Around here we call them "IRONMAN" rounds!!!!


----------



## hutchies (Jun 8, 2005)

Around here they call them **** Shoots.......dunno why.


----------



## BLB752 (Aug 16, 2004)

Around here a **** shoot is held at night. It is a team event. Both you and your partner shoot the taget and take the best of the two shots. One guy holds the light while the other shoots, then you switch.


----------



## sheets (Dec 26, 2004)

***** shoot*

What is the rules for a **** shoot???Do you shoot from same stake?? Is there any reflectors on 11 ring???How many cell flashlight can you use??


----------



## deerboy (Oct 12, 2004)

*Smoker rounds...*

Called smokers around here. The best (AKA worst) shot I have seen was shot through the holes in a cinder block at the 10 on a bedded buck. the shot was only about 26 yards, but easton made some serious cash after that weekend!


----------



## BLB752 (Aug 16, 2004)

sheets said:


> What is the rules for a **** shoot???Do you shoot from same stake?? Is there any reflectors on 11 ring???How many cell flashlight can you use??


I don't think there are any "official" **** shoot rules. I believe here they all shoot from the same stake. I don't know of any flashlight rules. I have never actually shot one, they are usually in August and the skeeters are too bad for my to want to be there.


----------



## DKN (Dec 14, 2003)

sheets said:


> What is the rules for a **** shoot???Do you shoot from same stake?? Is there any reflectors on 11 ring???How many cell flashlight can you use??



two cell flashlights and they put bright eye in the eye's. thats pretty much it.


----------



## bboswell (Jul 29, 2003)

Mountgomery County calls these a "Survivor Shoot" and they are quite popular.
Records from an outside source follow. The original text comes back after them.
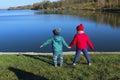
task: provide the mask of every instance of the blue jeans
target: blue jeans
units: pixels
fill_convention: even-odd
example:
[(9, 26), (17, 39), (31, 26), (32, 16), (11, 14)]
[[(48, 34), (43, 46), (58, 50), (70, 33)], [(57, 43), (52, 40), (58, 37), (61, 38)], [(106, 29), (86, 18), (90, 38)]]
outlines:
[(54, 61), (54, 65), (57, 65), (57, 59), (58, 57), (60, 58), (60, 64), (63, 64), (63, 54), (54, 54), (53, 55), (53, 61)]
[(87, 59), (87, 63), (89, 64), (90, 63), (90, 57), (88, 55), (88, 50), (87, 49), (76, 50), (76, 55), (75, 55), (73, 63), (76, 63), (78, 61), (78, 58), (80, 56), (81, 51), (83, 52), (85, 58)]

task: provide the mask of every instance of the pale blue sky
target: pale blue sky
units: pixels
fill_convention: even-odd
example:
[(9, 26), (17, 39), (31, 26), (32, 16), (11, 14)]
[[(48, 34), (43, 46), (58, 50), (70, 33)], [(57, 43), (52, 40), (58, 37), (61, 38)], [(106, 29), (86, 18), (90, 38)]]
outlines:
[[(16, 7), (23, 5), (31, 5), (36, 2), (42, 2), (44, 0), (0, 0), (0, 9), (8, 7)], [(49, 0), (49, 1), (58, 1), (58, 0)]]

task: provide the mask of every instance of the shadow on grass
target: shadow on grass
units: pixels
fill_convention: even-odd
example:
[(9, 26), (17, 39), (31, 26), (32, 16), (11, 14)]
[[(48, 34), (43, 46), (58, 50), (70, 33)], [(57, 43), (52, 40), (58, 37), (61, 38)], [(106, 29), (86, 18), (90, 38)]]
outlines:
[(9, 67), (8, 70), (14, 72), (18, 77), (18, 80), (48, 80), (44, 77), (37, 76), (33, 73), (26, 72), (24, 70), (20, 70), (14, 67)]
[(38, 59), (40, 61), (43, 61), (45, 63), (53, 65), (53, 57), (52, 56), (47, 56), (47, 55), (40, 55), (40, 56), (38, 56), (38, 55), (37, 56), (36, 55), (24, 55), (24, 56)]

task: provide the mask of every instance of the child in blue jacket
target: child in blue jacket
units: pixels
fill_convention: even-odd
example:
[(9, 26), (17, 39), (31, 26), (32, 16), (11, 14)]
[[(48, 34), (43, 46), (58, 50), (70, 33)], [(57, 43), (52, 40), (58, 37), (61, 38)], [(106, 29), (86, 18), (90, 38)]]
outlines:
[(60, 57), (60, 66), (63, 65), (63, 45), (68, 48), (67, 43), (65, 42), (64, 38), (60, 36), (60, 29), (54, 29), (53, 30), (54, 36), (50, 39), (48, 39), (46, 42), (44, 42), (40, 48), (52, 44), (53, 49), (53, 61), (54, 66), (57, 67), (57, 58)]

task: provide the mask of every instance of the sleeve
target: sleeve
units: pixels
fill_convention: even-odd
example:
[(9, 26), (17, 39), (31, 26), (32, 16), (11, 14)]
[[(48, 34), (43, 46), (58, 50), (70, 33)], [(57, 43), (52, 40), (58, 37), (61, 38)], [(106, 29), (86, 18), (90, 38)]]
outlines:
[(70, 47), (74, 46), (76, 44), (76, 42), (77, 42), (77, 35), (74, 36), (74, 38), (73, 38), (73, 40), (72, 40), (72, 42), (70, 43), (69, 46)]
[(43, 46), (46, 46), (48, 44), (52, 43), (52, 38), (51, 39), (48, 39), (46, 42), (44, 42), (42, 45)]
[(89, 45), (89, 47), (94, 50), (94, 46), (92, 44), (92, 42), (90, 41), (89, 37), (87, 36), (87, 44)]
[(64, 38), (62, 38), (62, 43), (64, 46), (68, 47), (68, 44), (66, 43), (66, 41), (64, 40)]

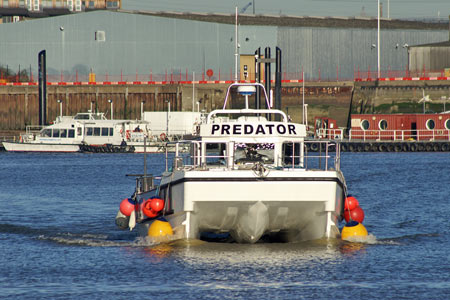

Take one arrow, best score with a shootable arrow at the end wins..........sometimes it pays to pass on a target!!!


----------



## Blue_862 (Mar 7, 2006)

Some pics would be great and give others some ideas.


----------



## WV1BADAPPLE (Jun 24, 2004)

When we had a **** shoot we used the reflective thumb tacks for the eyes and you could have one three cell flashlight.
The toughman round was shot after the regular 3-D round , You had take your sights off and could only take one arrow. Then you shot the same course over.


----------